The latest update I have in terms of known cases of diagnosed TB is at 17 August, where I am informed there were 13 confirmed active cases linked to this outbreak. I am informed that 13 includes 11 current cases, one historical case and, tragically, one historical death from tuberculosis. In addition to the results known at 17 August, SA TB Services advise that 15 cases of latent tuberculosis have been identified from the 68 contacts that have been screened. Latent tuberculosis is where the initial infection goes unnoticed but individuals remain at risk of developing active tuberculosis disease later in life.
The first tuberculosis case linked with this outbreak, I am informed, was identified in May 2022. Before the current outbreak, the last known case of tuberculosis in the APY lands, I am informed, was in 2018. I am informed the APY cluster involves cases notified in a region that has a significant population flow between South Australia, Western Australia and the Northern Territory.
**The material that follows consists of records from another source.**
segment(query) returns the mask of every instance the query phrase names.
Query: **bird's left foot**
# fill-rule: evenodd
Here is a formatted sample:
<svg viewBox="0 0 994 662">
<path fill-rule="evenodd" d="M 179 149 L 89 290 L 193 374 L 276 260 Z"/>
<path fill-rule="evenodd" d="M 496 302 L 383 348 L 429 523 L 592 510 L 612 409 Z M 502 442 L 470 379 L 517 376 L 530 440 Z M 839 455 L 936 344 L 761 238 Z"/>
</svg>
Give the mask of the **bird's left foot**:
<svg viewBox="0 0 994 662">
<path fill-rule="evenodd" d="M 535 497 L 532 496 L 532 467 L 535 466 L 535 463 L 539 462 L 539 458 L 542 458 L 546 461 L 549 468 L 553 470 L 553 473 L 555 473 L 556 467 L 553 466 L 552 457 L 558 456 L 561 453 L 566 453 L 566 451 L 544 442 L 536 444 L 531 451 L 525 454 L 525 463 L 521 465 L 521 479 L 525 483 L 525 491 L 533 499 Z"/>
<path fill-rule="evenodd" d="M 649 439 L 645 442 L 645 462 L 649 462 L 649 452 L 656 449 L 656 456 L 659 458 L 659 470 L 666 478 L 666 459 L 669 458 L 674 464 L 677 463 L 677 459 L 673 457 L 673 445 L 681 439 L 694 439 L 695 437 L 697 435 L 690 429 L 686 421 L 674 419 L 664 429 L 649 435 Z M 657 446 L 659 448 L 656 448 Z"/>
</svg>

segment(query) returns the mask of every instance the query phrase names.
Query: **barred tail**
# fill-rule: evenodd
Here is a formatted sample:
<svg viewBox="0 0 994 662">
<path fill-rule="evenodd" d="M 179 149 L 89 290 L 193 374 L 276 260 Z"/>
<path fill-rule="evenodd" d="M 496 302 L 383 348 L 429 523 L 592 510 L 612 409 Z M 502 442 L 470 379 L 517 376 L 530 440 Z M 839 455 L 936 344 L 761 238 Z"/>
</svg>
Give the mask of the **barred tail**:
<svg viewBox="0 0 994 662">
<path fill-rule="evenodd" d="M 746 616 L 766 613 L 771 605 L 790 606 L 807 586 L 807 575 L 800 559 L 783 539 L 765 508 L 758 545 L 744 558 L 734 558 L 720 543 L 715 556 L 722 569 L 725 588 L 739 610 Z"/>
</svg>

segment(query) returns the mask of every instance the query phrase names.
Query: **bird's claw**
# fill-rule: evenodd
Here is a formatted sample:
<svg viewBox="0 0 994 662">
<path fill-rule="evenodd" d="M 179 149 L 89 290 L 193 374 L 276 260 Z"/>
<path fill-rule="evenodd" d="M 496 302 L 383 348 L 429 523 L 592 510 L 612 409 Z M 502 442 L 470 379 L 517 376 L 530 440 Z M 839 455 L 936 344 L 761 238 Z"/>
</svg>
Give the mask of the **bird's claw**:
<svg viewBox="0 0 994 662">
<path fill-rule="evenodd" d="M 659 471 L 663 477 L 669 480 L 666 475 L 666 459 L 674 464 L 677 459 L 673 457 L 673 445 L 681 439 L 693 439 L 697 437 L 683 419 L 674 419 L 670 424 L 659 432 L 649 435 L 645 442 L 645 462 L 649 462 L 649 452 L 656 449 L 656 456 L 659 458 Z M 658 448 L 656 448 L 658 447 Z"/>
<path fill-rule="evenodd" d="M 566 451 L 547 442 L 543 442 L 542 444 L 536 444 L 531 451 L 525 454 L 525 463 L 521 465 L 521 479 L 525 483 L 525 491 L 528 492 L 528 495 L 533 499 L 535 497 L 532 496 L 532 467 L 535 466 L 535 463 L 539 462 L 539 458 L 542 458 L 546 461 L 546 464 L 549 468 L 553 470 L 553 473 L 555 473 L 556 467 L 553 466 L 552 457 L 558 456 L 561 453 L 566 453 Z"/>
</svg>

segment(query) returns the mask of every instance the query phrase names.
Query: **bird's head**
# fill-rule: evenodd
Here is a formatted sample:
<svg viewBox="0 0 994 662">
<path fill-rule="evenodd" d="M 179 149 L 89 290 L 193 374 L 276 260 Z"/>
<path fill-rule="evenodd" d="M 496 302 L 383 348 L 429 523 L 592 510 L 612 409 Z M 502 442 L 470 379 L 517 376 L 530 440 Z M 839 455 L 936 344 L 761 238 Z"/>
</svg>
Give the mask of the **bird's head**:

When I visited the clinic in Pukatja, I was informed that early diagnosis and treatment are the most effective means to prevent the transmission of tuberculosis. The risk of transmission decreases within days of commencing the appropriate antibiotic treatment for TB, but compliance with the treatment is critical. If I am remembering correctly, the health professionals told me it is, I think, one tablet three times a day for six months that is needed as part of the treatment regime. At that stage, they had an almost 100 per cent compliance with the treatment regime, which is a remarkable effort in a place like the APY lands where there is movement with people throughout the APY lands and often health professionals have to meet and treat people in their own homes.
I am also informed that SA Tuberculosis Services and the Aboriginal public health team within SA Health have developed comprehensive plans for ongoing public health actions in the APY lands, including further community engagement, case treatment, contact tracing, active case finding and community-wide screenings.
As I said, the tuberculosis clinic I visited was the one that set up in Pukatja in the central APY lands. I know that the other main area that testing for cases has occurred in has been in Pipalyatjara, over the far west of the APY lands, next to the WA border. I am informed that the Chief Public Health Officer in SA continues to chair regular update meetings with counterparts in Western Australia, Northern Territory, Queensland and the commonwealth.
I am also informed from my visit and from briefings with the health minister that SA Tuberculosis Services continues to work very closely with Nganampa health service, the health service that I think 40 years ago this year was established on the APY lands and remains the primary health carer for Anangu in that part of Australia, to ensure that known cases of tuberculosis are receiving clinical care, including the treatment I mentioned that is extraordinarily successful at this stage, and that ongoing treatment remains the critical element of this response. People not treated for latent TB pose an ongoing public health threat because at any time they can become infectious, which is why this ongoing process continues.